You should never believe a scientist who claims to be certain about what is possible and what is not possible. For most of the 20th Century physicists believed that crystals could only have certain structures (based on their “rotational symmetry”). In fact, until 1982 they claimed that is would be impossible for a crystal to have a structure based on a five-fold pattern (like a pentagon). Then in 1982 somebody discovered the “impossible” – a crystal which had exactly that structure. As is often the case in science, once one had been discovered several others then turned up (you only see what you can see!). These structures were given a new name “quasicrystals”. Now, mathematicians are beginning to understand these strange materials –
“Mathematically speaking, quasicrystals fall into a middle ground between order and disorder,” Damanik said. “Over the past decade, it’s become increasingly clear that the mathematical tools that people have used for decades to predict the electronic properties of materials will not work in this middle ground.”

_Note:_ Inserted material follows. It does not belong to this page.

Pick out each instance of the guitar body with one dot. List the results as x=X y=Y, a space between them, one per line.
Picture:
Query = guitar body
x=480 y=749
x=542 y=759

This is such an interesting comment – the “middle ground between order and disorder”. Finding patterns in apparent chaos is always somehow exciting. But for me, this story has another interesting element. There’s a kind of arrogance in many scientists which is the arrogance of certainty. Any scientists who stands up and declares that either all that can be known about a subject is already known, or that anything which does not fit our current understanding is just impossible, will, time and again, be proven wrong!